In Lori's current litter (also sired by Buffie) she produced a kitten almost identical to Sofos! Here he is in the top picture.


----------



## linncurrie (Jan 25, 2008)

TheHooch said:


> I must be turning into a girl in my bad health.


:no: ... you have now matured and realised that it is OK for men to cry, and to feel emotions ... just like women do


----------



## TheHooch (May 9, 2007)

linncurrie said:


> :no: ... you have now matured and realised that it is OK for men to cry, and to feel emotions ... just like women do


I am not sure about the mature part.

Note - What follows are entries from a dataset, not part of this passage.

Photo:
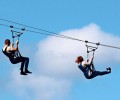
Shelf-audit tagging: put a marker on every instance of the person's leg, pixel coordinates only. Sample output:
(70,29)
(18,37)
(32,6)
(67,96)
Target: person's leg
(99,73)
(26,65)
(18,60)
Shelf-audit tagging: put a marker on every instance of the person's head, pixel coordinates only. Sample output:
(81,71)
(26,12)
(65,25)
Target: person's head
(7,42)
(79,59)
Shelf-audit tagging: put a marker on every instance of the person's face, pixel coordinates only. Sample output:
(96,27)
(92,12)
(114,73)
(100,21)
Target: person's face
(8,43)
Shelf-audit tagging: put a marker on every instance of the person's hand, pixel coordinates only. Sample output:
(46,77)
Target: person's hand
(12,44)
(92,57)
(17,42)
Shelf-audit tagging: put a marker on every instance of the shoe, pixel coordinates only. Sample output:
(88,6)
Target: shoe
(26,71)
(23,73)
(108,70)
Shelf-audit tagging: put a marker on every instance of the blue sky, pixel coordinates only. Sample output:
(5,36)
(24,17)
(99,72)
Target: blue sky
(64,17)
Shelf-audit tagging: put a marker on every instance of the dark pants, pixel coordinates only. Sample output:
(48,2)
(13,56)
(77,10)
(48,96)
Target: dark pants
(24,62)
(94,72)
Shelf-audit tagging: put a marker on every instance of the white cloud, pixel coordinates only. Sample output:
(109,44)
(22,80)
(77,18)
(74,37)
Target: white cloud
(56,56)
(56,67)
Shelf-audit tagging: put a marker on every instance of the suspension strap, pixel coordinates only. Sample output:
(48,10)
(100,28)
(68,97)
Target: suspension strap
(91,49)
(16,33)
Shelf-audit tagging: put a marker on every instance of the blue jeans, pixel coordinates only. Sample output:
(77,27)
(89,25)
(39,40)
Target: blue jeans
(24,62)
(91,69)
(94,74)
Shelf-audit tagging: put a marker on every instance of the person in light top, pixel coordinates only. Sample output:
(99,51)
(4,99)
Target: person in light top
(14,56)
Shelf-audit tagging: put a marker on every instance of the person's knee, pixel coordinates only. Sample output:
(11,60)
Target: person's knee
(27,59)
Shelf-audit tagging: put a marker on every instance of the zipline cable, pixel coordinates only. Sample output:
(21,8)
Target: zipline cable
(53,34)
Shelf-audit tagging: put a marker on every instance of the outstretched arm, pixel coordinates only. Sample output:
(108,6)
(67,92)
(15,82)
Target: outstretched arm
(90,61)
(15,48)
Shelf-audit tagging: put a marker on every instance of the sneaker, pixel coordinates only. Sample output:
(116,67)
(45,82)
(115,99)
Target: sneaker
(23,73)
(108,70)
(26,71)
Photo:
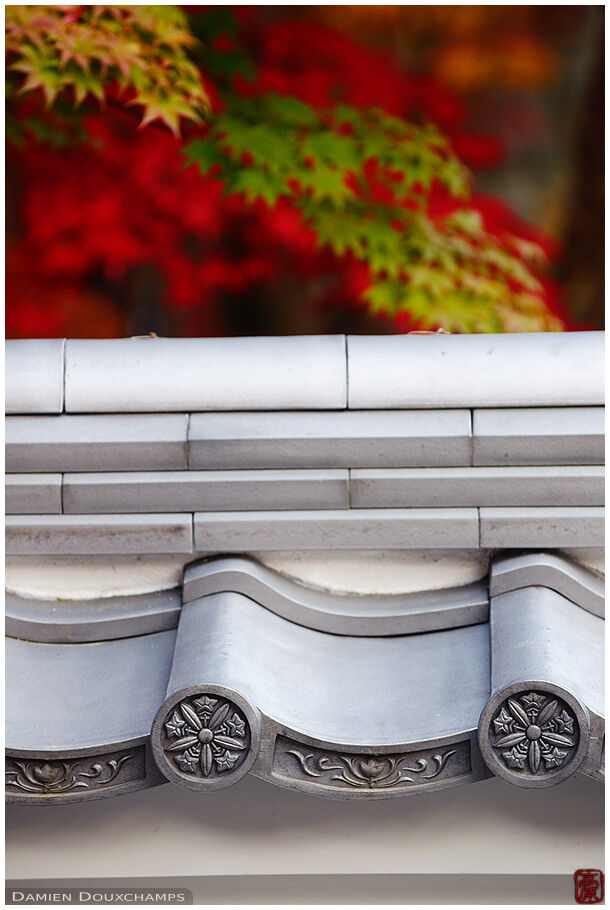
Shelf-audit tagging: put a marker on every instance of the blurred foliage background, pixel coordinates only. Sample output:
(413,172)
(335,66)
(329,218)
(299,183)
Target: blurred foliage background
(272,170)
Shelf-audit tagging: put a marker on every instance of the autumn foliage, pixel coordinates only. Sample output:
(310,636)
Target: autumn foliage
(228,161)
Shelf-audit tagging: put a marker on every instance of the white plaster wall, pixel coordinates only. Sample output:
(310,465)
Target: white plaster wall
(256,828)
(362,572)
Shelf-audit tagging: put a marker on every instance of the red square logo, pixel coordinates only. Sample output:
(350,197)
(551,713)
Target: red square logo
(589,886)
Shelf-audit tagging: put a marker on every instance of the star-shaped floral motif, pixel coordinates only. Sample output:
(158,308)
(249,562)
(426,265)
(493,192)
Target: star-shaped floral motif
(533,727)
(503,722)
(564,723)
(555,758)
(199,731)
(205,704)
(175,726)
(532,701)
(515,758)
(227,760)
(236,725)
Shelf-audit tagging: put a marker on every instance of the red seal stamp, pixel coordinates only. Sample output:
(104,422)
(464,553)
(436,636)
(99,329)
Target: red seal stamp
(589,886)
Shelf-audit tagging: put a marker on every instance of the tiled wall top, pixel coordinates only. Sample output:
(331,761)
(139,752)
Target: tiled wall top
(304,373)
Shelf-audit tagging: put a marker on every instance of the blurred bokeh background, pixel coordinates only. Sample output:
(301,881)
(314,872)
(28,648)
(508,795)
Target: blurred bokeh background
(113,236)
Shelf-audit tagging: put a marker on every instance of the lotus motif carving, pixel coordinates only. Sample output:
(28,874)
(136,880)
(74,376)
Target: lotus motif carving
(57,776)
(534,733)
(206,736)
(370,771)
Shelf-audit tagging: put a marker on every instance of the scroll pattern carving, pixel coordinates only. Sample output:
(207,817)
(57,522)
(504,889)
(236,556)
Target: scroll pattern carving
(48,777)
(344,770)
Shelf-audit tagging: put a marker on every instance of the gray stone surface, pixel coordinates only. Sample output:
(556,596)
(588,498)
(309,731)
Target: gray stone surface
(454,371)
(513,436)
(340,614)
(102,619)
(26,494)
(320,674)
(100,442)
(182,491)
(480,486)
(551,570)
(330,440)
(561,526)
(34,376)
(352,529)
(67,697)
(201,374)
(75,535)
(545,718)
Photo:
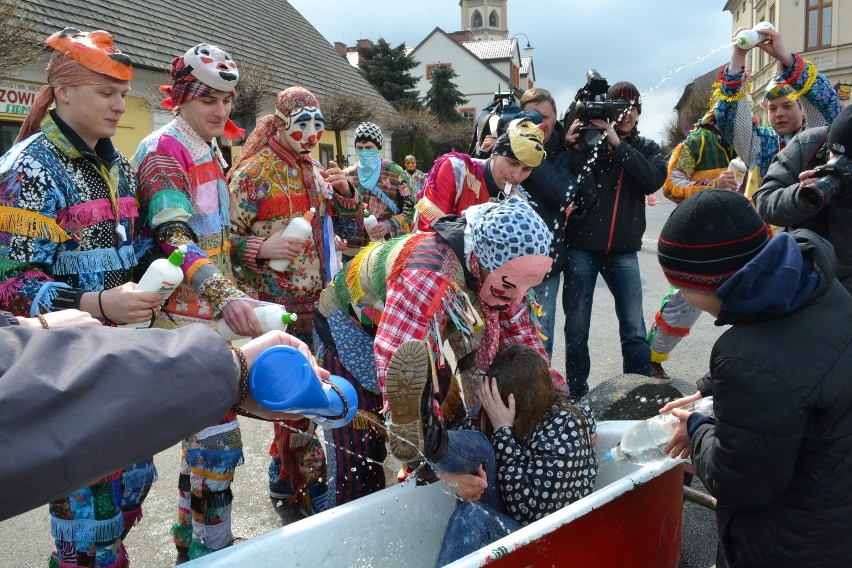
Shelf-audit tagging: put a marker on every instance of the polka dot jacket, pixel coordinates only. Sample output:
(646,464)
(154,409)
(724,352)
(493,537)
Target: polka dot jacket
(556,468)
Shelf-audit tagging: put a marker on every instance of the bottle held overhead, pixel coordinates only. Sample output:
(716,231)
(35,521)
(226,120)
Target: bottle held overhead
(300,228)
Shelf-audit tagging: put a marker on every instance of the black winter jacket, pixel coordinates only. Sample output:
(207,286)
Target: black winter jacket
(778,200)
(779,458)
(551,187)
(610,217)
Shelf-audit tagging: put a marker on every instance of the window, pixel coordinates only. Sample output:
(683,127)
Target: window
(8,133)
(326,154)
(430,66)
(493,19)
(818,24)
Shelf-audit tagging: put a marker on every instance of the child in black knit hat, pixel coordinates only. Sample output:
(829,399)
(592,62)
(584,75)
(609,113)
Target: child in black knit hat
(776,456)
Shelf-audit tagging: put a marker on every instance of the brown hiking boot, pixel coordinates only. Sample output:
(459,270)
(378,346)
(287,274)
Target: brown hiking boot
(414,428)
(658,372)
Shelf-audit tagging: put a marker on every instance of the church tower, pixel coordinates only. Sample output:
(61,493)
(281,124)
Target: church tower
(485,19)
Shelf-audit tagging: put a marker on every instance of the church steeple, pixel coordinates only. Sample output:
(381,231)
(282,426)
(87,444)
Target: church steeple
(485,19)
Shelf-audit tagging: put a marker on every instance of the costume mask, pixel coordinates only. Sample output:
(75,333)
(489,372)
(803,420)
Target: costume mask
(303,129)
(509,283)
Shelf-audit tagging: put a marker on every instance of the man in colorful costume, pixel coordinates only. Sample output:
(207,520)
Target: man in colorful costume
(429,286)
(797,97)
(418,178)
(274,181)
(66,220)
(699,162)
(457,181)
(183,199)
(384,188)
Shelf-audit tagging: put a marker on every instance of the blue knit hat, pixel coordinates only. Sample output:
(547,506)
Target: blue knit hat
(506,231)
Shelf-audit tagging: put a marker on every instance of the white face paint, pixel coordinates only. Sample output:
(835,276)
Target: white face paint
(212,66)
(303,129)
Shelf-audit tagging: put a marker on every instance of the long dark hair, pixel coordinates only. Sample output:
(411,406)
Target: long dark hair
(522,371)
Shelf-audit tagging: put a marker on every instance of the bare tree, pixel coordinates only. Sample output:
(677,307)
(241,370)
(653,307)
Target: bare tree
(20,41)
(342,111)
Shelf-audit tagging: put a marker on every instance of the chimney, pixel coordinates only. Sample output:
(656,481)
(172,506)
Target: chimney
(462,36)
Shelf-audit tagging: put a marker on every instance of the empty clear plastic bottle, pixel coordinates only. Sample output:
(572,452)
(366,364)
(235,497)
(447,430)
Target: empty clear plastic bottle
(644,442)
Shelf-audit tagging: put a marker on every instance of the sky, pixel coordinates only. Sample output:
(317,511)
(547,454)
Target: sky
(658,45)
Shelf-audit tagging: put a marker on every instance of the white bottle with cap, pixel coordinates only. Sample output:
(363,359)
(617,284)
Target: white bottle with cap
(163,276)
(746,39)
(739,168)
(370,222)
(300,228)
(270,318)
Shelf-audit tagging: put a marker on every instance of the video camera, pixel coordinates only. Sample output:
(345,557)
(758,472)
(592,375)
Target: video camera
(499,112)
(590,104)
(835,177)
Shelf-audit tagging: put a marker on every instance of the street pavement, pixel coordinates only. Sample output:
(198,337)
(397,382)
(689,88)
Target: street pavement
(25,539)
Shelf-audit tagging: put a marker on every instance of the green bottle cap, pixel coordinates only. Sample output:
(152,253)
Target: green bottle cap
(177,257)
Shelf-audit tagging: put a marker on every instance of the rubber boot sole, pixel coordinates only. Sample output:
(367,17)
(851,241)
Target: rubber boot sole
(407,374)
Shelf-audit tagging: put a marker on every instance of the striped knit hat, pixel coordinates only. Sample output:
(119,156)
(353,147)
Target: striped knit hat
(708,238)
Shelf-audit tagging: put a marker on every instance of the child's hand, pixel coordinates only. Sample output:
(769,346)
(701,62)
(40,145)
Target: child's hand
(499,414)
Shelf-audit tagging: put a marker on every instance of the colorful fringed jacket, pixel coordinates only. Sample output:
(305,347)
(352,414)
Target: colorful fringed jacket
(390,200)
(758,144)
(267,191)
(416,287)
(66,220)
(456,181)
(183,200)
(696,163)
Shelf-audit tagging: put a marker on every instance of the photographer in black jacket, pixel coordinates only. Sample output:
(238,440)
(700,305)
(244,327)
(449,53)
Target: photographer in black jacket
(605,232)
(800,192)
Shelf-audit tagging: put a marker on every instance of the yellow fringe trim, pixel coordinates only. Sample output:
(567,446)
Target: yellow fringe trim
(659,357)
(196,266)
(30,224)
(210,475)
(353,275)
(739,96)
(429,209)
(219,250)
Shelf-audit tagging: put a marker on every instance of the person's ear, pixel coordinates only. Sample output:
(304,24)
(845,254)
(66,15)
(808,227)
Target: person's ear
(60,93)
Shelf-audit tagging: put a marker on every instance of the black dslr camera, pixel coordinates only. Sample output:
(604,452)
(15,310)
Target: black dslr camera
(496,115)
(835,177)
(590,104)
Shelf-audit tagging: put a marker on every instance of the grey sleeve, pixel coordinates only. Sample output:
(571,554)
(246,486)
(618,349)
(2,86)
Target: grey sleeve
(778,200)
(80,403)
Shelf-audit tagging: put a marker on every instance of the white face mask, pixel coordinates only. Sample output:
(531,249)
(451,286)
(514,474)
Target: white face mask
(304,130)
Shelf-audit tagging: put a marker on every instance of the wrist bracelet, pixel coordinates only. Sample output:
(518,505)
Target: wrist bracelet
(107,321)
(243,381)
(43,321)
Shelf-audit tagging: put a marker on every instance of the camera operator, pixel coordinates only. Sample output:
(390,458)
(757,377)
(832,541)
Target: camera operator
(551,187)
(613,177)
(801,191)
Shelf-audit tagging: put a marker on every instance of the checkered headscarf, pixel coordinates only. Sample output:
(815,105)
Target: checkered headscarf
(506,231)
(369,132)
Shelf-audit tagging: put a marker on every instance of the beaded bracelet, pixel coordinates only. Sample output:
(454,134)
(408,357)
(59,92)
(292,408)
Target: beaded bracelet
(43,321)
(243,384)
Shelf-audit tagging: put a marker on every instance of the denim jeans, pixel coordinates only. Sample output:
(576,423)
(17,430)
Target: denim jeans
(547,293)
(472,525)
(621,274)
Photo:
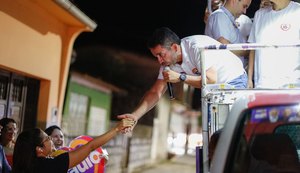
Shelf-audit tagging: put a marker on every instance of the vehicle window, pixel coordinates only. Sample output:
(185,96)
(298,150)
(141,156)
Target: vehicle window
(270,141)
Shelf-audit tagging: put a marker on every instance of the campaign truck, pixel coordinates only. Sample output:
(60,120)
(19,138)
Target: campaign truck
(260,127)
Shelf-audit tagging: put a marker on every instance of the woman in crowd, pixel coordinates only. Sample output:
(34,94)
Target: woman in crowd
(34,147)
(7,137)
(57,136)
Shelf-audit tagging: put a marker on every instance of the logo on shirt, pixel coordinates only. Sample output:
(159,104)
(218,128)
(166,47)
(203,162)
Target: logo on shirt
(195,71)
(285,27)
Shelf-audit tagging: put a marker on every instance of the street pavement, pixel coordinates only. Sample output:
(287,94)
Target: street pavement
(178,164)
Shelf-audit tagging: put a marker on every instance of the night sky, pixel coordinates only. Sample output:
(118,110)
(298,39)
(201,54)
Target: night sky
(128,24)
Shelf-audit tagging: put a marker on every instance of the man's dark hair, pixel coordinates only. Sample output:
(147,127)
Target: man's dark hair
(163,36)
(50,129)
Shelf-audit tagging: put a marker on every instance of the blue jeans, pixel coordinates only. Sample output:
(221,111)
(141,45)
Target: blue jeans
(240,82)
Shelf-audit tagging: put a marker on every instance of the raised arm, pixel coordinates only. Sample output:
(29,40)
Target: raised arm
(149,100)
(76,156)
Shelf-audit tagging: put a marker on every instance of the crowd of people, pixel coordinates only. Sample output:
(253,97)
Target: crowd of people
(274,23)
(31,151)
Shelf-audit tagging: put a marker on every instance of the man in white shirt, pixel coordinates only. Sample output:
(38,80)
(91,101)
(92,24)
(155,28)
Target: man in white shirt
(276,24)
(182,56)
(223,27)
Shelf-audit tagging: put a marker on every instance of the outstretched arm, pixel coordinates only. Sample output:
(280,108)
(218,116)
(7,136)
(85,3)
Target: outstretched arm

I can still pout up with the best of them if I don;t get my beer.


----------



## Hudson (May 18, 2005)

Love those sweet kittens ,simply adorabe!


----------



## Ljilly28 (Jan 22, 2008)

I love the teenie, teenie little front teeth in the first kitty pic.


----------



## Thor0918 (Feb 28, 2008)

I have to agree it makes me want one too!


----------



## davebeech (Feb 11, 2006)

the second pic in both batches are my favourite, lovely pics of those darn cats !!!

I can see Hooch with one of those purring on his lap.................heehee


----------



## olik (Apr 13, 2008)

ohh,they are so cute! I wish I had not had a cat allergies.


----------